How Search Engines Work
We are always searching for new ways to optimize websites for search engines to crawl them. Countless hours are spent learning about updates on the elusive algorithm or current trends in how many characters your Meta should be. We do this because organic search results are one of the most competitive markets out there. What some people don’t realize is that the search engines really only account for about 0.03% of what is actually on the Internet. This means that 550 million domains are competing each day for the user’s attention in search results.
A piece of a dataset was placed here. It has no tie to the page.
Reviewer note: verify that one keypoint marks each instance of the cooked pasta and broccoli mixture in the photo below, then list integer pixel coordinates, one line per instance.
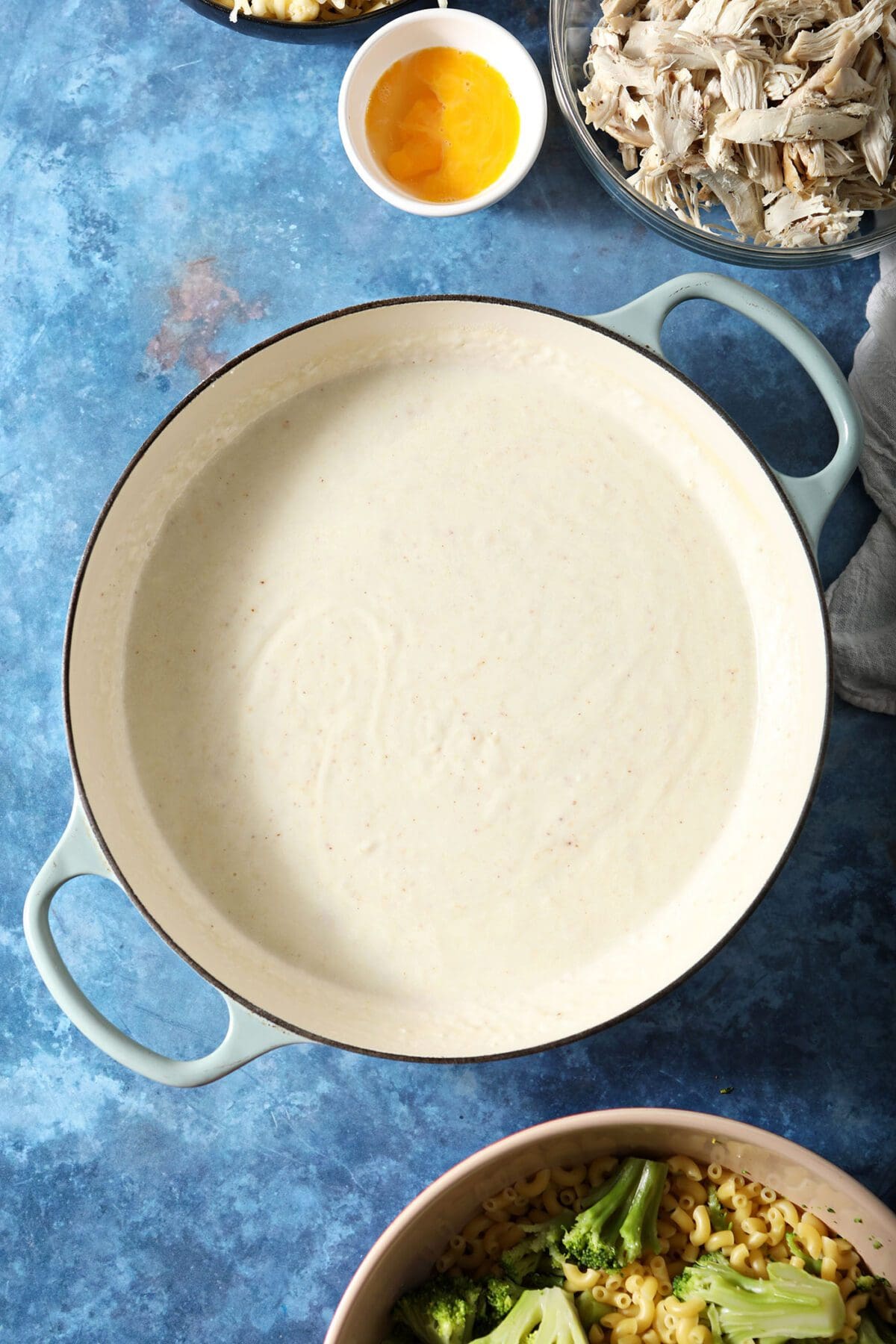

It is important for businesses that are growing on the Internet to understand this because it puts into perspective the amount of work that should go into optimizing a website for the search engines.
The Indexing Process
The Web is made up of 60 trillion individual pages and search engines use what we call “spiders” to crawl each one of them. When each page of a website is crawled, it is categorized by the main keyword it focuses on. Then, the search engines store all of this data in a giant virtual filing cabinet called the index.
From this index, the search engines can rank results for search queries using an algorithm that contains over 200 parameters. All of this sounds pretty technical, but there are even more details to consider, like what search engines can and cannot see!
What Search Engines Can’t See…
Search engines only see text; they don’t read a page like the typical user would. If a page is created and not optimized, there is a chance that a search engine will not be able to see it. Anything that search engines can’t reach is part of the deep web. Below are some examples of this.
- Password-protected pages like online banking logins are not reachable for search engines.
- Form-controlled entries are like roadblocks for search engines. Examples of a form-controlled entries include job applications or contact forms submissions.
- Paywall-controlled entries are similar to form-controlled entries, but you have to pay to access the particular source. Online books or journal may use paywall-controlled entries.
- Pages without hyperlinks can’t be found by search engines.
- Hidden pages like unpublished blog posts are not visible at all to search engines.
- Adobe Flash pages are not search engine-friendly and usually can’t be seen correctly by search engines.
- Images will always need ALT tags for search engines to see them.
- Robots exclusions are ways to intentionally tell search engines to block a page from being indexed. These files can be set up by classifying a page with a “no follow” command.
Can Search Engines See My Site?
After discussing all of this, it may seem like the search engines will never find your site—but have no fear! Thankfully, there are tons of ways you can optimize your pages so that search engines, like Google and Bing, can find you. The following are some best practices for optimization.
- Write for the user, not the search engine. Search engines are looking to please the user, so when they see that your site and content are structured to do so, they give you popularity points.
- Make every page reachable from at least one link. Always provide the user with an outlet for more information by linking to other pages in your content. Also, try to get inbound links from industry-related directories and other reliable sources.
- Serve up useful information. Focus on one keyword per page and make the content interesting and helpful to the user who would be reading it.
- Use human-friendly URLs. If your URL is clear and correlates with the content on the page, it will be easier for search engines to line up the information. Avoid strange characters as much as possible.
- Update your Meta data. Your Meta description and Meta titles matter. Make sure they are unique, the correct length and directly relate to the content on the corresponding page.
Businesses are competing every day to attract users from organic search results. The most important thing to remember is that search engine optimization is an investment. You must continually perform these best practices and stay up to date with the latest algorithm updates to stay afloat.